Vino italiano, un premio al gusto ... In un quarto di secolo gli italiani hanno dimezzato il consumo medio annuo di vino fino agli attuali 58 litri per abitante. Il vino non è più un alimento che sfama, ma un premio al gusto. La boccia di vino (spesso annacquato) che contadini e operai si portavano dietro con le gamelle per andare al lavoro non c’è più. Ci siamo raffinati, vogliamo l’etichetta. Il settore si è fatto però ricco grazie cresciute costantemente, come i pressi dei vini pregiati, che si ostentano come il Rolex.

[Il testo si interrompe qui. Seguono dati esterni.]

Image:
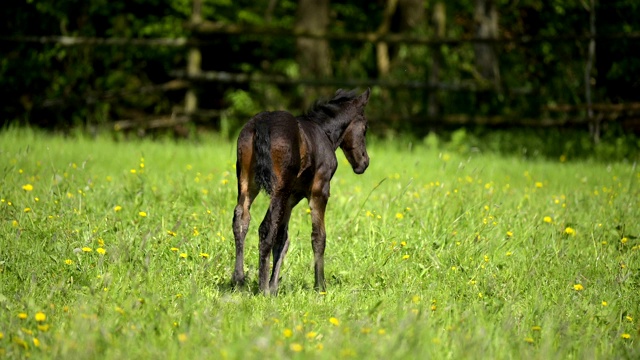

La riconosciuta floridezza del mercato è testimoniata dal giro di affari che è pari a 8.000 milioni di euro, da quasi 45 milioni di ettolitri prodotti nel 2003 da oltre 800 mila aziende, da oltre un milione di occupati nel settore. La produzione italiana è un quinto della produzione mondiale ed oltre un terzo di quella dell’Ue.
La vendemmia dello scorso anno è stata di quasi 45 milioni di ettolitri (più del 2002, ma meno del 2001); la media quinquennale di produzione è di 54 milioni. Tre milioni di ettolitri di vino sono Docg, 9 milioni Doc, 18 milioni Igt e 15 milioni vino da tavola, prodotti in circa 800 mila aziende agricole (con una superficie a vite di circa 676 mila ettari) e da circa 30 mila imbottigliatrici.
I numeri dell’esportazione sono da capogiro: siamo il primo Pese al mondo con un quarto dell’export mondiale e un incremento nel 2002 del 6,6%, per un valore di 2.750 milioni di euro.
Bevono italiano Germania e Usa soprattutto: nonostante le flessioni recenti di export finalmente il litro di vino ha un presso superiore a quello della benzina (per ora). Gli italiani si permettono di bere vino estero per solo 150 milioni di euro, comprando da Francia, Spagna e Germania, ma il saldo positivo della bilancia nazionale nel 2002 è stato di 2.540 milioni di euro.
Nelle enoteche d’Italia è leader il Brunello di Montalcino seguito da Chianti, Chianti Classico, Barolo, Barbera d’Asti. I veri maniaci del vino di qualità sono 6 milioni e 24 milioni sono i consumatori italiani stabili.
La vendemmia del 2004 si annuncia ottima, per qualità delle uve e del prodotto atteso. Tutti prevedono un incremento del 10% dovuto ad una specie di ripristino climatico, con piogge in aprile e successivi periodi di stabilità, come avveniva fino a una decina di anni fa. Per i prezzi si prevede un calo, ma ogni previsione deve essere confermata dai primi contratti stipulati.
Qualche segno di crisi si manifesta tuttavia da un paio d’anni c’è chi grida allo scandalo di vini troppo costosi al ristorante e chi invece ritiene che la via dell’alta qualità sia ancora la vincente. Si discute anche sul percento di Iva inflitto allo status symbol. Il ribasso potrebbe avvantaggiare i vini di massa, ma non interessa ai grandi produttori. Semmai ci sarebbe da migliorare la strategia delle denominazioni, visto che sembra finito il tempo in cui bastava dire Doc per vendere. Il controllo e l’uso delle denominazioni deve essere più controllato e in certa misura più aggressivo, differenziando attentamente Doc, Docg e Igt, per soddisfare le esigenze diverse delle fasce di consumatori: non tutti disposti a pagare prezzi “esorbitanti” per bere bene.
Intanto prendiamo atto che la rincorsa dei vini meridionali ha avuto successo con ottimi vini prodotti anche in Abruzzo, Marche, Campania, Basilicata, Sicilia, Calabria e Sardegna. Toscani, veneti, lombardi e altri del Nord hanno nuovi alleati per competere nel mondo.